Patterns in the abundance and size-distribution of syngnathid fishes among habitats in a seagrass-dominated marine environment
Computing, Health and Science
Syngnathid fishes were sampled using a 1 m wide beam trawl during the day and night in each season from summer 1996/1997 to summer 1997/1998 in five habitat types in an approximately 90 km2 area located on the lower west coast of Australia. The seagrasses Amphibolis griffithii, Posidonia sinuosa and Posidonia coriacea and shallow unvegetated sand were all in depths of 4–9 m, while deep habitat, which comprised mainly bare sand with isolated patches of the seagrasses Heterozostera tasmanica and Halophila ovalis, occurred at depths of 12–16 m.
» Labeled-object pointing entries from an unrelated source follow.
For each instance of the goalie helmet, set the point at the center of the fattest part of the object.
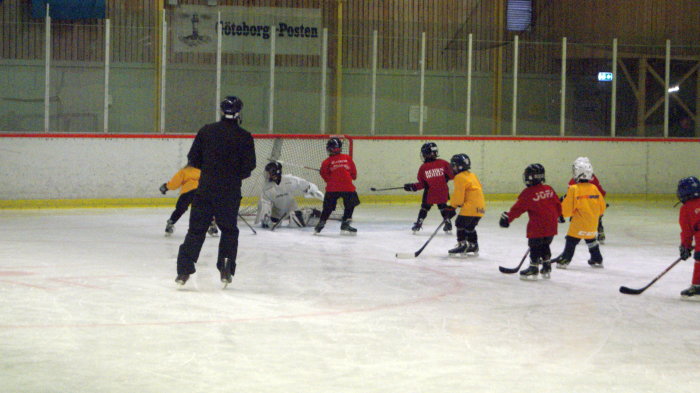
(460, 163)
(273, 172)
(231, 107)
(582, 171)
(429, 151)
(583, 159)
(688, 188)
(533, 175)
(334, 146)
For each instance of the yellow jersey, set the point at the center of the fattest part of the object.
(187, 178)
(468, 195)
(584, 204)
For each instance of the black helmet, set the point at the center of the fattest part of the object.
(231, 106)
(460, 163)
(428, 151)
(334, 145)
(273, 171)
(688, 188)
(533, 175)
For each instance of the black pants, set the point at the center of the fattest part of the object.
(593, 248)
(204, 208)
(330, 201)
(466, 228)
(539, 248)
(183, 202)
(425, 207)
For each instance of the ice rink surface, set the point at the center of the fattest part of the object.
(88, 303)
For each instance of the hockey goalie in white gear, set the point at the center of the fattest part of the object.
(277, 199)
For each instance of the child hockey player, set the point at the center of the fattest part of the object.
(469, 197)
(584, 203)
(338, 171)
(595, 182)
(433, 176)
(689, 218)
(277, 200)
(187, 180)
(543, 207)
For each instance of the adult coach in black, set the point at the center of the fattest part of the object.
(226, 155)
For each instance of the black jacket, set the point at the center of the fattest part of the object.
(225, 153)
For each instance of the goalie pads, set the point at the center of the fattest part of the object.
(305, 217)
(313, 192)
(264, 211)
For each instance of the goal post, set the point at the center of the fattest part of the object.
(300, 155)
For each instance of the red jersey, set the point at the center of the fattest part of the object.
(593, 181)
(689, 218)
(339, 171)
(433, 177)
(542, 206)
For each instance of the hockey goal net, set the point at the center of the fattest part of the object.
(300, 155)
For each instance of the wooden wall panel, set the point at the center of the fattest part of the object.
(399, 24)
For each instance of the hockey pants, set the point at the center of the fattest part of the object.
(204, 208)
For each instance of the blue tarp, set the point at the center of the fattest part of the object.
(69, 9)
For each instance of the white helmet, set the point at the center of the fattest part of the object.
(582, 170)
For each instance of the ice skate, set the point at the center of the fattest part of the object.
(561, 262)
(464, 249)
(319, 227)
(169, 228)
(546, 269)
(531, 272)
(213, 230)
(692, 293)
(346, 229)
(181, 279)
(417, 226)
(448, 227)
(226, 276)
(596, 264)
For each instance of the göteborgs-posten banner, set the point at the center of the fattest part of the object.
(247, 29)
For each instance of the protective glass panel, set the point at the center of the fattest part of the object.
(132, 80)
(483, 87)
(77, 77)
(247, 75)
(684, 92)
(398, 85)
(587, 96)
(356, 108)
(446, 87)
(190, 78)
(21, 71)
(640, 94)
(539, 89)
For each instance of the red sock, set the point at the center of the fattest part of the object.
(696, 273)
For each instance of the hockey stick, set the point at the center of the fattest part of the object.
(415, 254)
(515, 269)
(278, 222)
(246, 222)
(631, 291)
(295, 165)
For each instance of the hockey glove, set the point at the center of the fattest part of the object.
(685, 252)
(313, 192)
(449, 212)
(504, 222)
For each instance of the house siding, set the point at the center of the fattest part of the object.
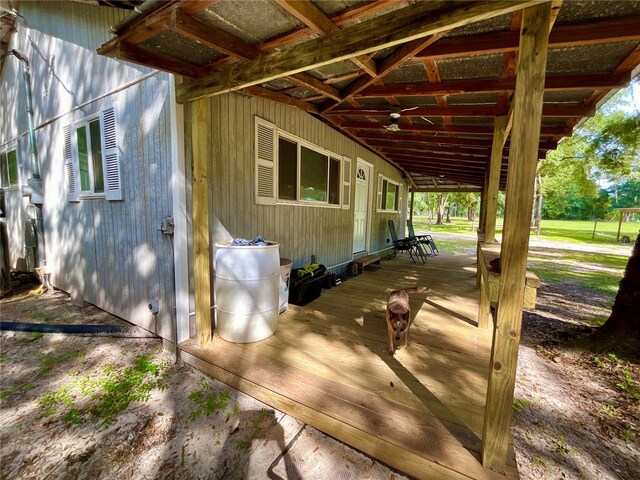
(301, 231)
(108, 253)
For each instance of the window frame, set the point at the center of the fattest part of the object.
(85, 122)
(279, 133)
(11, 146)
(383, 190)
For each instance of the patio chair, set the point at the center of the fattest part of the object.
(425, 240)
(409, 245)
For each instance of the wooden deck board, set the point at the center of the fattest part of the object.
(420, 411)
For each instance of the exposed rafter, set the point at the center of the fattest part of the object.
(410, 23)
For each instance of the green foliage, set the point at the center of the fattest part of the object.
(209, 401)
(626, 194)
(6, 393)
(519, 404)
(628, 384)
(43, 316)
(50, 361)
(105, 392)
(605, 149)
(561, 445)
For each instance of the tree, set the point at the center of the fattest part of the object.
(621, 332)
(605, 150)
(441, 199)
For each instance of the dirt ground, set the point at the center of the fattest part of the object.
(104, 407)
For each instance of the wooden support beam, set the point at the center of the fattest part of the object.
(463, 151)
(466, 111)
(611, 30)
(220, 40)
(135, 54)
(313, 17)
(563, 83)
(280, 98)
(340, 18)
(394, 138)
(496, 435)
(494, 179)
(463, 129)
(401, 55)
(410, 23)
(200, 137)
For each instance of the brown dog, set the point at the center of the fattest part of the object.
(399, 316)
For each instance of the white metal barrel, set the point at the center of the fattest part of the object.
(247, 289)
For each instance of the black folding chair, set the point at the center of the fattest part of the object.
(409, 245)
(425, 240)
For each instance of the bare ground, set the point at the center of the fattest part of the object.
(572, 419)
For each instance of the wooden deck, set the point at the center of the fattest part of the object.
(420, 411)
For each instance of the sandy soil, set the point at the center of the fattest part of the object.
(571, 420)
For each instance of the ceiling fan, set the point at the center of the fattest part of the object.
(394, 118)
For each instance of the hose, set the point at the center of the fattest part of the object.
(110, 330)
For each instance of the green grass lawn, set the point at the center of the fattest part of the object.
(571, 231)
(556, 263)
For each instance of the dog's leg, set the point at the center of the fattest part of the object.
(405, 340)
(390, 333)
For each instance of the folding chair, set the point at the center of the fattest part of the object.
(425, 239)
(409, 245)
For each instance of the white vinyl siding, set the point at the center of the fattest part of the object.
(9, 168)
(389, 195)
(346, 183)
(265, 147)
(291, 170)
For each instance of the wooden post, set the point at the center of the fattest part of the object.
(619, 227)
(482, 220)
(523, 156)
(411, 206)
(201, 122)
(493, 185)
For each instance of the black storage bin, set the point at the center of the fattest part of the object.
(303, 290)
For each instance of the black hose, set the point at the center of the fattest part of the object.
(112, 330)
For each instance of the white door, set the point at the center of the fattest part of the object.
(361, 208)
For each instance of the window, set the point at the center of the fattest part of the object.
(389, 195)
(9, 168)
(304, 173)
(90, 157)
(92, 163)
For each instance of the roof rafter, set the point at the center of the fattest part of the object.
(410, 23)
(610, 30)
(312, 16)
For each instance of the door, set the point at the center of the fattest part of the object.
(361, 207)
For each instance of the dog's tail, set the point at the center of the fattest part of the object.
(417, 290)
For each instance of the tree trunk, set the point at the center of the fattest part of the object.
(538, 221)
(621, 332)
(442, 201)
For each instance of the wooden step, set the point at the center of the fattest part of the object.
(368, 260)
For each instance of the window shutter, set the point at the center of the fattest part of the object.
(70, 167)
(265, 152)
(346, 182)
(110, 156)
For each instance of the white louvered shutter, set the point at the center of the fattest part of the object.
(265, 152)
(346, 182)
(70, 167)
(110, 155)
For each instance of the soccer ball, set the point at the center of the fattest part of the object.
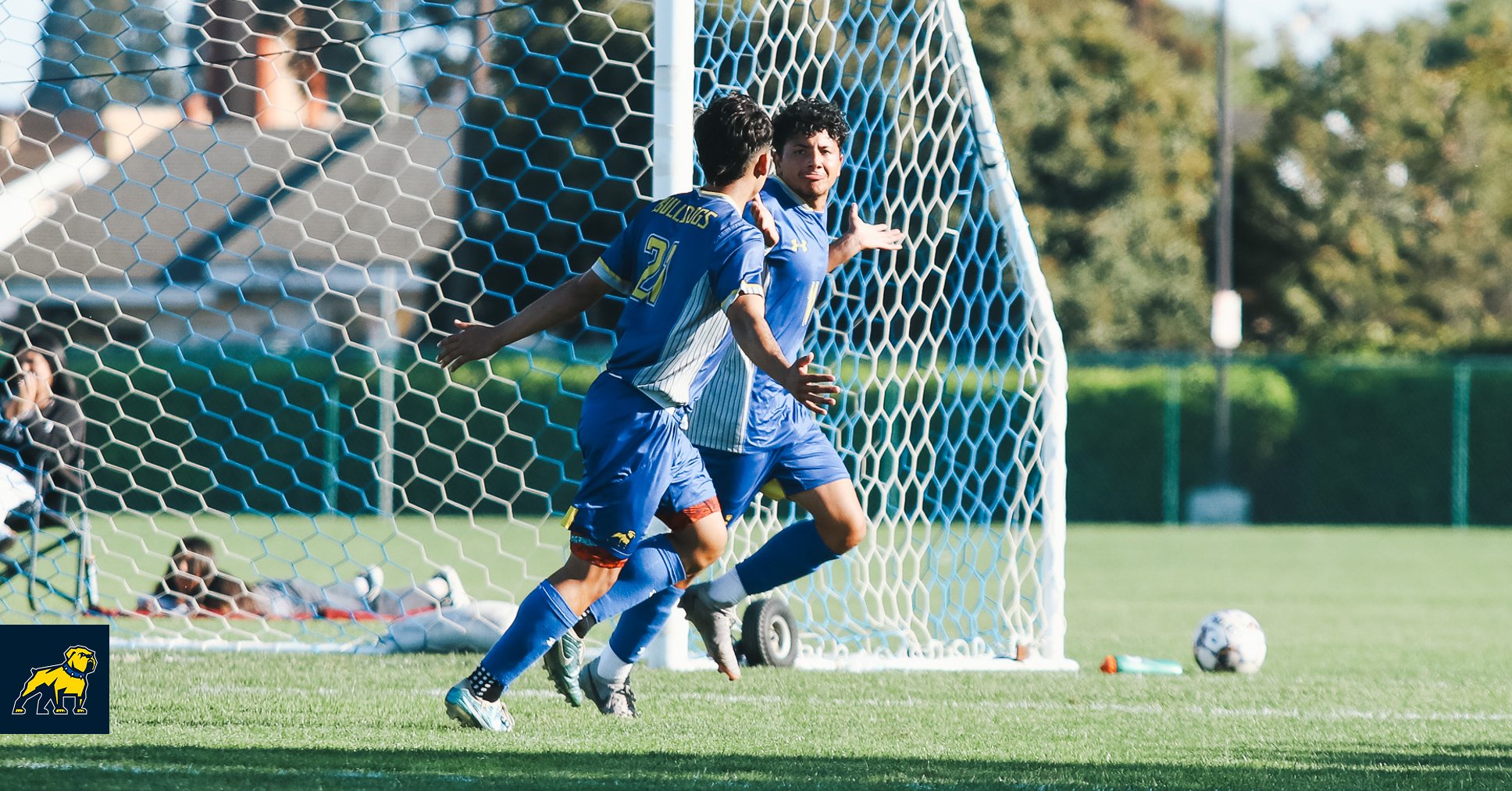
(1229, 640)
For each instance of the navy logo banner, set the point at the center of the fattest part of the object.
(59, 676)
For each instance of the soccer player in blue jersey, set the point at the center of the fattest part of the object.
(691, 269)
(749, 431)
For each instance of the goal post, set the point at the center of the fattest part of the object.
(253, 265)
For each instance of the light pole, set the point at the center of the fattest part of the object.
(1221, 501)
(1227, 327)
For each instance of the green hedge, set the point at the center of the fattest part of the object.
(1118, 424)
(1314, 440)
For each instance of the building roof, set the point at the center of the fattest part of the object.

While A. griffithii and P. sinuosa each formed dense monospecific meadows, P. coriacea occurred in sparse clumps surrounded by areas of bare sand and patches of H. tasmanica. While catches of spotted pipefish Stigmatopora argus occurred mainly in P. sinuosa and P. coriacea, individuals of this species that exceeded ca. 55 mm in snout–vent length were far more abundant in the former habitat whereas smaller fish occurred mostly in the latter. Densities of S. argus were similar in P. sinuosa and P. coriacea, but differed between seasons, and a season/habitat interaction was present. In contrast, wide-bodied pipefish Stigmatopora nigra were collected mainly in P. coriacea and deep habitat and, although the densities were greater in P. coriacea than in deep habitat, the size-distributions of this species in these habitats were similar. Notably, S. nigra was never collected in P. sinuosa. Although less abundant than the above pipefish, the long-snouted pipefish Vanacampus poecilolaemus was collected almost exclusively in P. sinuosa. Few syngnathids were collected from shallow unvegetated sand or from A. griffithii, which differed markedly in plant structure from both Posidonia species.
It is suggested that these syngnathid species occupy habitats that best enable them to remain inconspicuous to predators. Both S. argus and S. nigra have green or brown colouration and mimic strap-like seagrass leaves which they grasp with prehensile tails, whereas V. poecilolaemus, which is dark coloured and lacks a prehensile tail, most likely lies among the rich detrital material that accumulates beneath the dense P. sinuosa canopy. The movement of larger-sized S. argus from the narrow-leaved P. coriacea to the relatively broad-leaved P. sinuosa may enable the adults of this species to be better camouflaged than if they had remained in the former habitat. As they grow to only approximately half the size of S. argus, S. nigra of all sizes could remain concealed in narrow-leaved seagrasses like P. coriacea and H. tasmanica. The presence of more S. nigra in P. coriacea compared with deep habitat probably reflected the greater expanse of seagrass canopy available in the former habitat, while the inability of either Stigmatopora species to mimic the short leaves of A. griffithii could help to explain their scarcity in this seagrass. The almost total absence of S. nigra and small S. argus from P. sinuosa could be due to their inability to grasp the relatively broad leaves of this seagrass or the presence in this habitat of predators that selectively predate these smaller pipefish. That very few small-sized S. argus were present in P. coriacea during winter 1997, despite the fact that males of both Stigmatopora species carried broods of young in all seasons, suggests that the reproductive output of this species and/or the survival of recruits varied during the study period.